So wie ich jetzt die Entwicklung beim TSW sehe, hatte ich mit meinen Bauchgefühl und Vorahnung Recht behalten und bin froh kein Geld für den TSW 1 versenkt zuhaben, da den Kunden als „Beta – Tester“ gut Geld aus der Tasche gezogen wurde und ich ihn insgeheim als eine Art Totgeburt von Anfang an gesehen habe. Bis auf die bessere Grafik und den nun kommenden SimuGraph um physikalische Eigenschaften nachzustellen, sehe ich nichts weltbewegendes welches mich reizen würde mir den TSW 2 zuzulegen.
Gut, es gibt den Scenario Editor, Repaint Editor, -(bin gespannt was dort für Bugs drin sind und mit zig Updates da gefixt werden muss und man ist wieder Beta Tester
) -fehlt nur der Route Editor, aber der bleibt Wunschdenken, weil anscheinend zu komplex, da man dafür die komplette UE4 downloaden muss und zusätzliche Softwaretools bereitgestellt werden müssten von DTG, damit man überhaupt etwas in den TSW bringen könnte. Daher ist wahrscheinlich ein Unterbringen aller Tools in einer Oberfläche nicht so ohne Weiteres möglich, da laut DTG da auch in Zukunft keine Entwicklung vorgesehen ist.

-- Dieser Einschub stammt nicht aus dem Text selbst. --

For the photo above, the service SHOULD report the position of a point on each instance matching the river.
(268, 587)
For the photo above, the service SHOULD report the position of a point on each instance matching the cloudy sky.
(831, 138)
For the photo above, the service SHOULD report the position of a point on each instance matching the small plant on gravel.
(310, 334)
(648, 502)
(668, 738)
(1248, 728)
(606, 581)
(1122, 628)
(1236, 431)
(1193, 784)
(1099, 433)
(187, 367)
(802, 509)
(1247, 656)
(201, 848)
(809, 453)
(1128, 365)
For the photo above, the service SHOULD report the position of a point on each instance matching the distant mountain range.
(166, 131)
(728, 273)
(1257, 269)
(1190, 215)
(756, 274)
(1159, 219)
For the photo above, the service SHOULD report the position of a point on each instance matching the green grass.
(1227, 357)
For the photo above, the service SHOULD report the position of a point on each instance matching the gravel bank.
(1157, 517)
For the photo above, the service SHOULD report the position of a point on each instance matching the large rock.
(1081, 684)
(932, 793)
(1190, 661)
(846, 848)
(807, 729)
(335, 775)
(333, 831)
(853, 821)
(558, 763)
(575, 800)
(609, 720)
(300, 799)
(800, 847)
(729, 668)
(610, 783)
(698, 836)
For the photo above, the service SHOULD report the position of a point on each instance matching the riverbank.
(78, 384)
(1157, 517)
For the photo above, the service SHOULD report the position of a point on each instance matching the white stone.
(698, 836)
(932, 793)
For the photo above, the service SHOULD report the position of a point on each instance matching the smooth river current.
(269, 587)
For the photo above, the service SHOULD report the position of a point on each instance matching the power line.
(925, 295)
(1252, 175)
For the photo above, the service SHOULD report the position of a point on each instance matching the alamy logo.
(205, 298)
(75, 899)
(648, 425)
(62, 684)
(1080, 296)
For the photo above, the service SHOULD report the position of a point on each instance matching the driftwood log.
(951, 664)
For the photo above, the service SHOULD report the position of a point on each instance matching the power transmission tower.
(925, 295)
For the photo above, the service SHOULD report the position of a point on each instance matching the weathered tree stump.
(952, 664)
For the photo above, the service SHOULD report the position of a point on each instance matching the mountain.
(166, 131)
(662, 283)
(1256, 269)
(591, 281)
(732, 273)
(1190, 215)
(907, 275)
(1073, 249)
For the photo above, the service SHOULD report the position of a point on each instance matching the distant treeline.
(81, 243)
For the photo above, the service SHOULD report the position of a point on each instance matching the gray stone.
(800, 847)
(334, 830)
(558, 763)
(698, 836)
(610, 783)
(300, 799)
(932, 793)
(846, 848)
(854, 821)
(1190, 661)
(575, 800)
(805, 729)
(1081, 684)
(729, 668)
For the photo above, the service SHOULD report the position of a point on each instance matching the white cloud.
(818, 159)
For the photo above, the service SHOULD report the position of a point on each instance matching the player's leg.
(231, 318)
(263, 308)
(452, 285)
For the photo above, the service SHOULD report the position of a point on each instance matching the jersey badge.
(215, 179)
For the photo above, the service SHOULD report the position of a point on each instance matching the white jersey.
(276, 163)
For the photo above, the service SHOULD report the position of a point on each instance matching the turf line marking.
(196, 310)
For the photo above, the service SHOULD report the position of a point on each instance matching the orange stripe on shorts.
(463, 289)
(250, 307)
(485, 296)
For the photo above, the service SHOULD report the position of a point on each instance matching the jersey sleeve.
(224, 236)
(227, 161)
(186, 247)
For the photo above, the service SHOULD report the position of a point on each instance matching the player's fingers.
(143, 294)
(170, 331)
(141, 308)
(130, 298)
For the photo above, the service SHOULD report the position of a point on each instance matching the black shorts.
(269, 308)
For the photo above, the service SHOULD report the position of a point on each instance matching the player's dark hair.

@Maik Goltz beschrieb es ja schon gut in Beitrag 54, daher ist es für mich schon der Gnadenschuss für den TSW. DTG setzt sich mit seinen wirtschaftlichen Rahmenbedingungen das Eigentor den TSW von seinen Möglichkeiten ausreizen zu können, welches sich in der Qualität des Streckenbaus niederschlägt. Für mich mit anderen Worten, wieso soll ich mir einen Ferrari kaufen, wenn ich damit nur mit der Leistung eines VW Käfers fahren kann? Sprich entsprechende Add Ons erhalte. Dann kann ich auch meine Ansprüche herunterschrauben und weiter den TS nutzen und habe weiterhin die Freiheit meine volle Kreativität auszunutzen.
Bei Simulationsspielen tolle Addons als „Fertigkost“ zubekommen, ist eine feine Sache – kein Zweifel -aber diese Spiele leben hauptsächlich von der Langzeitmotivation durch Eigenkreativität. Das ist meine Meinung.